How to make your content viewable in an RSS feed

The documentation I never found

April 24, 2021


I only recently was able to get my RSS feed at a state where my content is readable within an RSS reader, this is because I don't use any form of static site generator, instead I update everything manually and only recently learned how to do it. I figured I'd write a brief guide on how to do it for anyone who updates their manually like I do or for anyone interested in writing their own static site generator.

The bare minimum

The heading of your document

An RSS feed is simply an XML file so it is formatted as such. The first tag is should specify that it is an RSS feed along with the version of RSS used (version 2 is what I use I have no idea if this is the most recent version but it works for me), everything is contained within the RSS tag.
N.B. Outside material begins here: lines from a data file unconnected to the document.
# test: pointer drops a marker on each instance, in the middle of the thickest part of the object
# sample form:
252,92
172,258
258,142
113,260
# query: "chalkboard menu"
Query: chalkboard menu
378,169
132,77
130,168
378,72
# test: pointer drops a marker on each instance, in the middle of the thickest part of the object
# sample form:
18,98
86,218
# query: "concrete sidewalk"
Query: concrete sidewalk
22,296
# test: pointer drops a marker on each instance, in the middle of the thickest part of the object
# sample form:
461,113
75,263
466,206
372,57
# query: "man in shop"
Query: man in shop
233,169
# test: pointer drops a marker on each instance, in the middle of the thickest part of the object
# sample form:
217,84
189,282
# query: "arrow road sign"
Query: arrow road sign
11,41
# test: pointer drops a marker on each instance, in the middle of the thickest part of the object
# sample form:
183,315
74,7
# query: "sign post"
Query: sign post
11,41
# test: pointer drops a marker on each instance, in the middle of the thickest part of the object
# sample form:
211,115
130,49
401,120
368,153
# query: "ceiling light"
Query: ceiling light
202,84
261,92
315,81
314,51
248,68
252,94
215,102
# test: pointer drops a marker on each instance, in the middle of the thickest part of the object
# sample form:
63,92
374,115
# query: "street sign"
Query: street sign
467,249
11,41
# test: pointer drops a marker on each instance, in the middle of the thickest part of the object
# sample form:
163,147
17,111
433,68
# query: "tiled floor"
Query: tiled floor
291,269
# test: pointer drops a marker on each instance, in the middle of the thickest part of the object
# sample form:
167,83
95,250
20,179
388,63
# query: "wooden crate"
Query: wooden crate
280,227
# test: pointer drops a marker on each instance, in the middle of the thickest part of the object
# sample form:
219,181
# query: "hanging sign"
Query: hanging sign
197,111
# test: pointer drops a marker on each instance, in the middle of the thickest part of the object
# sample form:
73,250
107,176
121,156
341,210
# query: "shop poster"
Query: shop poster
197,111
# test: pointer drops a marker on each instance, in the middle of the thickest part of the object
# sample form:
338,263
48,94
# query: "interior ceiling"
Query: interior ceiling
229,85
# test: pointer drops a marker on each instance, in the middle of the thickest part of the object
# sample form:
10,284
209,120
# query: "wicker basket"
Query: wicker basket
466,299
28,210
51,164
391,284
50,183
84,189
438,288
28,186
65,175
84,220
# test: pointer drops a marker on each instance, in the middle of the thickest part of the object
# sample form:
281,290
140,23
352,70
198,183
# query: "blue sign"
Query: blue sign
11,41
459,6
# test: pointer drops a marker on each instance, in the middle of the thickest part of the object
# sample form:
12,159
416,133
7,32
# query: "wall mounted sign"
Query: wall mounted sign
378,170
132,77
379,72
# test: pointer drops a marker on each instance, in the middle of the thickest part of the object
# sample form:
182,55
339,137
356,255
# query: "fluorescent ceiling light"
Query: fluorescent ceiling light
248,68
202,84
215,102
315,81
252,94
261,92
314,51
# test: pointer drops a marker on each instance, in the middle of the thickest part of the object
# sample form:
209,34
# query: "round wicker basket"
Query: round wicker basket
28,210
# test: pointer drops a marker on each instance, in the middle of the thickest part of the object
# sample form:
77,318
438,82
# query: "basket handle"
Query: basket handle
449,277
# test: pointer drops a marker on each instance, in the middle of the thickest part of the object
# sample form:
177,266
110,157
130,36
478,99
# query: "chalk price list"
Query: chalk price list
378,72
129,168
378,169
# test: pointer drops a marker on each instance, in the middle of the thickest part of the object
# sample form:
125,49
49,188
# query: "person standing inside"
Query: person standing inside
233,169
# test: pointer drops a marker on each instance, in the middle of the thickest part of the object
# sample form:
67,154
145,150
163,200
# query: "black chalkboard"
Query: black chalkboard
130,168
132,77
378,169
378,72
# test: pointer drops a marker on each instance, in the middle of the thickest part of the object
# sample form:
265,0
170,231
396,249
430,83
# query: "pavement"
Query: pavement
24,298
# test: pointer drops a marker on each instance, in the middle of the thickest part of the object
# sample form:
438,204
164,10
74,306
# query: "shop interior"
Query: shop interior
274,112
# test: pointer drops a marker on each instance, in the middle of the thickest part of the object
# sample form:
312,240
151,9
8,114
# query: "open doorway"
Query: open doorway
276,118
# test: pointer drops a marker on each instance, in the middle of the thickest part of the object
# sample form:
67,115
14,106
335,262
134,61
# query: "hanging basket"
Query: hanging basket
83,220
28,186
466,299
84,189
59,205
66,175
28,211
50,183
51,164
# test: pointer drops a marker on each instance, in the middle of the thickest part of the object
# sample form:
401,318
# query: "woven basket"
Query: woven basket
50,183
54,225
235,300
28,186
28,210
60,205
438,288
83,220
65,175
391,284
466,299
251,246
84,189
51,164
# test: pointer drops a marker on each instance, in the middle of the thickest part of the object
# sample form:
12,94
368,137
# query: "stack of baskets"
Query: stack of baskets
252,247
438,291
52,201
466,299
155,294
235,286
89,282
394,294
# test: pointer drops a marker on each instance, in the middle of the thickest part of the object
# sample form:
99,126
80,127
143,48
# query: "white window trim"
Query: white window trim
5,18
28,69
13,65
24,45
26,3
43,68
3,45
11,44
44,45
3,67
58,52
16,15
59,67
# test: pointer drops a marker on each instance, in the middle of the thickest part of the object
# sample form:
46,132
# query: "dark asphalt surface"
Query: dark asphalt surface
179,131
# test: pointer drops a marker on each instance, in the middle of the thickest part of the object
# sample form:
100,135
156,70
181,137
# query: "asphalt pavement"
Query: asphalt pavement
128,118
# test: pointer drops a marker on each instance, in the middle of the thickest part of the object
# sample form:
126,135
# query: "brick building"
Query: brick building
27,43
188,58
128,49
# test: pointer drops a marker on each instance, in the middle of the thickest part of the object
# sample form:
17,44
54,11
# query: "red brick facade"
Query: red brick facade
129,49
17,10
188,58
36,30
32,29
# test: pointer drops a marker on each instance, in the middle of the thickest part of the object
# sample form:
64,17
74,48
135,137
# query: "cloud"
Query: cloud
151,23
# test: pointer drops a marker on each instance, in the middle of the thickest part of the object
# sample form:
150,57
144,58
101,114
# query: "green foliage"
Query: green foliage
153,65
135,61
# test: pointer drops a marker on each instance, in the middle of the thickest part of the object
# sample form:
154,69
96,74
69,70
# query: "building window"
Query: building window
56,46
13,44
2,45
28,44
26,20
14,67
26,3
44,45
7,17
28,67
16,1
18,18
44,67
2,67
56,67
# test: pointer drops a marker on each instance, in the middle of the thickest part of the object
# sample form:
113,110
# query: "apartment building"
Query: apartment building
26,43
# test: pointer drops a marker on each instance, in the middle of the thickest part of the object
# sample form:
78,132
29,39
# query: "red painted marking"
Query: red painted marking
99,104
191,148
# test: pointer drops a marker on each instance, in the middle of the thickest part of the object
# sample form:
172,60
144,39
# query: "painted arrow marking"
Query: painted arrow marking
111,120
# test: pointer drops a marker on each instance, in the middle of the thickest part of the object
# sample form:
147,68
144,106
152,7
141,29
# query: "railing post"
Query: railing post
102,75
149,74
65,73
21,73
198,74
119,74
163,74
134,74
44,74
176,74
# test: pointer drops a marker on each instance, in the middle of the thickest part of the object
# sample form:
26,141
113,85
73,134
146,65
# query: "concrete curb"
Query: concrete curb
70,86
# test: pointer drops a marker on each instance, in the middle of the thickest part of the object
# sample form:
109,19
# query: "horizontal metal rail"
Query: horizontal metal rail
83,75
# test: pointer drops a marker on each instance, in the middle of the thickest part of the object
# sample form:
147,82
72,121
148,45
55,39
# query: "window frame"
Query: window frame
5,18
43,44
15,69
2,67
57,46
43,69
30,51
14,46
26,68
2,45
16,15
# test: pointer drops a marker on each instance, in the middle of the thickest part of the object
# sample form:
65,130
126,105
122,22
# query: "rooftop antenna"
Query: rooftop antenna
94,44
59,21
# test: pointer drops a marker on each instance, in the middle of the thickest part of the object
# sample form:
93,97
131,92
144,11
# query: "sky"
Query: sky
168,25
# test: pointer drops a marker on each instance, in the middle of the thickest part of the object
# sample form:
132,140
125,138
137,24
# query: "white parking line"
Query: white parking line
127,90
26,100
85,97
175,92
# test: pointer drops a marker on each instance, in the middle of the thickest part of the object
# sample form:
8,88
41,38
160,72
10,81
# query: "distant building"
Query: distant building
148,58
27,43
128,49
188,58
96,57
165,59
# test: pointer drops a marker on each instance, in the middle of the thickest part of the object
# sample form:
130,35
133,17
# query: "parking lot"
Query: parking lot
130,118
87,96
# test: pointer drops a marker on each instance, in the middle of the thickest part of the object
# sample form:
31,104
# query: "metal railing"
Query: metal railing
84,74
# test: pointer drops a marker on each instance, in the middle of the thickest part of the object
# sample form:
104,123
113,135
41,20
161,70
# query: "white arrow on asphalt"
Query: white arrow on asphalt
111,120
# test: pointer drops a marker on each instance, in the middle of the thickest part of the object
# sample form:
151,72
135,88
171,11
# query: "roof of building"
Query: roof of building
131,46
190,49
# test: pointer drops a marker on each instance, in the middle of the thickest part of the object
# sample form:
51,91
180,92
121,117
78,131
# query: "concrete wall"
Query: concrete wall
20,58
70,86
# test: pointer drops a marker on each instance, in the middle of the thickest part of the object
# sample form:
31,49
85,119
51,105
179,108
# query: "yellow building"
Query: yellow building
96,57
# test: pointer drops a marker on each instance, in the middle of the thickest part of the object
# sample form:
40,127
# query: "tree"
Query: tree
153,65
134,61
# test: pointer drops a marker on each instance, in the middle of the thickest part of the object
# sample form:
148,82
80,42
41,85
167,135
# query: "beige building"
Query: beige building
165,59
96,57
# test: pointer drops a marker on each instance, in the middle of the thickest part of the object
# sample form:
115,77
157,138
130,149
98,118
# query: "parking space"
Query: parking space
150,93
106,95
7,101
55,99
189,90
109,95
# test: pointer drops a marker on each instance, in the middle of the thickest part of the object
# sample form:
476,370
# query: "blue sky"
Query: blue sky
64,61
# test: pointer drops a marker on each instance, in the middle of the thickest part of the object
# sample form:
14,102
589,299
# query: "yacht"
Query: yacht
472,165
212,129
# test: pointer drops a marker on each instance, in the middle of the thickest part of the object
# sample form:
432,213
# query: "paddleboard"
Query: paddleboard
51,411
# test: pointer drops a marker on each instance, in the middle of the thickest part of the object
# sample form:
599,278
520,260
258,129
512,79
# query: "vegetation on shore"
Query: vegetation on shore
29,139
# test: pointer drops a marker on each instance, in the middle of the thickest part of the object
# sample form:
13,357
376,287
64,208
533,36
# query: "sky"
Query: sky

Next is the channel tag, there's not much special about it other than it also wraps around everything in the document. You should use the title and link tags to specify the title of your feed and the link to your website.

Items

Each update on your RSS feed is contained within an item element. New items are what your RSS reader looks for when it refreshes. There are a few things which should be within each item.

Title

Obviously each item should have a title, this is again used with the title tag.

Link

More important than the title of your content is its link. The whole point of an RSS feed is to give links to new content so every item should have a full URL to the new content within a link element.

Making it better

As was implied by the heading, the last section only covered the bare minimum. If you do those things you will have a functioning RSS feed, but it will not really be complete. There are two more things that should be added to make your RSS feed actually useful.

pubdate

You should always specify when a new piece of content was published, this is done with the pubdate tag. If you want within this tag you can specify the date right down to the millisecond and it will work, but that is a bid overkill. I just type the date into there just like it is formatted at the top of this page.

The content

The description element is where you put your actual content, but you can't just put straight HTML in there, first you have to open it by typing <![CDATA[ and then adding your HTML and closing that off by typing ]]>. Do I know exactly what that thing means or really does? No not really, I just know that it lets your HTML show up correctly and that's really all I care about here

Images

You can also specify an image to be shown as a thumbnail to your content, I don't do this because, well . . . look around, I don't use images here very often, my RSS reader also doesn't support images so I don't miss them. But if you want them to be in yours I'll let you try to figure that out.

What I do

I will admit that this probably isn't the world's most helpful tutorial (buts it's better than anything I ever found). I suggest taking a look at my RSS feed to better understand this. Different browsers react differently when opening an XML file so I don't know exactly what you will be shown in every circumstance, but Brave will open it and format it in a very readable fashion. Get Brave then open my RSS feed with it and you'll see all the stuff I described here is easier than I probably made it sound.

You'll even notice that I have a template for a new item within a comment near the top of the document, I highly recommend giving yourself a similar template to make your life easier (I messed up my RSS feed several times before I started using one). Anyways now that I've taught you how to make a good RSS feed you and I both no longer have an excuse to have RSS posts which lack content.